Large Scale Linear and Integer Optimization: A Unified Approach
Author | : Richard Kipp Martin |
Publisher | : Springer Science & Business Media |
Total Pages | : 762 |
Release | : 1999 |
ISBN-10 | : 0792382021 |
ISBN-13 | : 9780792382027 |
Rating | : 4/5 (21 Downloads) |
Download or read book Large Scale Linear and Integer Optimization: A Unified Approach written by Richard Kipp Martin and published by Springer Science & Business Media. This book was released on 1999 with total page 762 pages. Available in PDF, EPUB and Kindle. Book excerpt: In this book, Kipp Martin has systematically provided users with a unified treatment of the algorithms and the implementation of the algorithms that are important in solving large problems.
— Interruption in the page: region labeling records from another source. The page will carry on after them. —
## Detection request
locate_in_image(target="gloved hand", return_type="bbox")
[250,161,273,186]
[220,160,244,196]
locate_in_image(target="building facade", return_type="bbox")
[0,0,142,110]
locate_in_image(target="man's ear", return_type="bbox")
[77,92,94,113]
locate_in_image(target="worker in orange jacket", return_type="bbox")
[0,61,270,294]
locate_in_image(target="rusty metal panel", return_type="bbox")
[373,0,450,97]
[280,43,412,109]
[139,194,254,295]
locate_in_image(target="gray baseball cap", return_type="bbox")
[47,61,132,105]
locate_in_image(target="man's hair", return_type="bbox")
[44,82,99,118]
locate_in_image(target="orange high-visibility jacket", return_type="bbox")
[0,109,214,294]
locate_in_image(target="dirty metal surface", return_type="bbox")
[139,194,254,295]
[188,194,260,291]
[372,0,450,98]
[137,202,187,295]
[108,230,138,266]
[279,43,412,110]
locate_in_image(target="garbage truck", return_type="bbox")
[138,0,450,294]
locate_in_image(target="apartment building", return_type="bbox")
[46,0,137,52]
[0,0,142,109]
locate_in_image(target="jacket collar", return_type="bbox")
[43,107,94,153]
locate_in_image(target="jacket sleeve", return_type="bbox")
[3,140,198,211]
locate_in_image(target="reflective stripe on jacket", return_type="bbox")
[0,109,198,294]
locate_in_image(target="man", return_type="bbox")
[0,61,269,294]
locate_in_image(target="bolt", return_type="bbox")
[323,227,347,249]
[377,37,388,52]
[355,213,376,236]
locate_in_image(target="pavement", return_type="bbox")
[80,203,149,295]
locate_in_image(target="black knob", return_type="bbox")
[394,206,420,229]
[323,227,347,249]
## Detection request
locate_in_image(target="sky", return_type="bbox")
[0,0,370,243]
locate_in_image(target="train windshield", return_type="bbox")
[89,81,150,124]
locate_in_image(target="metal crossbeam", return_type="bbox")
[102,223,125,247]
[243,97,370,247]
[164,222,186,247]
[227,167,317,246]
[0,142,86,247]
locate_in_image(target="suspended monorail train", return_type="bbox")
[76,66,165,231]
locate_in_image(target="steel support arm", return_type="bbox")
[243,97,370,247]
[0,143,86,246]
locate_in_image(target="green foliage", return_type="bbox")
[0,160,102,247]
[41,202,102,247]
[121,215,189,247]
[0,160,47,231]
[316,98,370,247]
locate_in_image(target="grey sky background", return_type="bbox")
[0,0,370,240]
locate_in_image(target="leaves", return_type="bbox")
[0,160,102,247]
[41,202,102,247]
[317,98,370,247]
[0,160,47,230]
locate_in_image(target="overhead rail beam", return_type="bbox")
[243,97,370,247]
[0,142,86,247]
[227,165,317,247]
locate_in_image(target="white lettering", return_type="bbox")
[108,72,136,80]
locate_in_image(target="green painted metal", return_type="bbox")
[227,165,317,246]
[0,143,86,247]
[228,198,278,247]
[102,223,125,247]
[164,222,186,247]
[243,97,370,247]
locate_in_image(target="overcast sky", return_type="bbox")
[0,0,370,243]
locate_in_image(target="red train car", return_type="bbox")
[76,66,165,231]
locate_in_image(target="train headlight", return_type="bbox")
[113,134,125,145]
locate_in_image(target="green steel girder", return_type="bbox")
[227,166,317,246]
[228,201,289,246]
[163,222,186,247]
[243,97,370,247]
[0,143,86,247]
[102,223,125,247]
Parts I and II of Large Scale Linear and Integer Programming provide an introduction to linear optimization using two simple but unifying ideas-projection and inverse projection. The ideas of projection and inverse projection are also extended to integer linear optimization. With the projection-inverse projection approach, theoretical results in integer linear optimization become much more analogous to their linear optimization counterparts. Hence, with an understanding of these two concepts, the reader is equipped to understand fundamental theorems in an intuitive way. Part III presents the most important algorithms that are used in commercial software for solving real-world problems. Part IV shows how to take advantage of the special structure in very large scale applications through decomposition. Part V describes,how to take advantage of special structure by modifying and enhancing the algorithms developed in Part III. This section contains a discussion of the current research in linear and integer linear programming. The author also shows in Part V how to take different problem formulations and appropriately 'modify' them so that the algorithms from Part III are more efficient. Again, the projection and inverse projection concepts are used in Part V to present the current research in linear and integer linear optimization in a very unified way.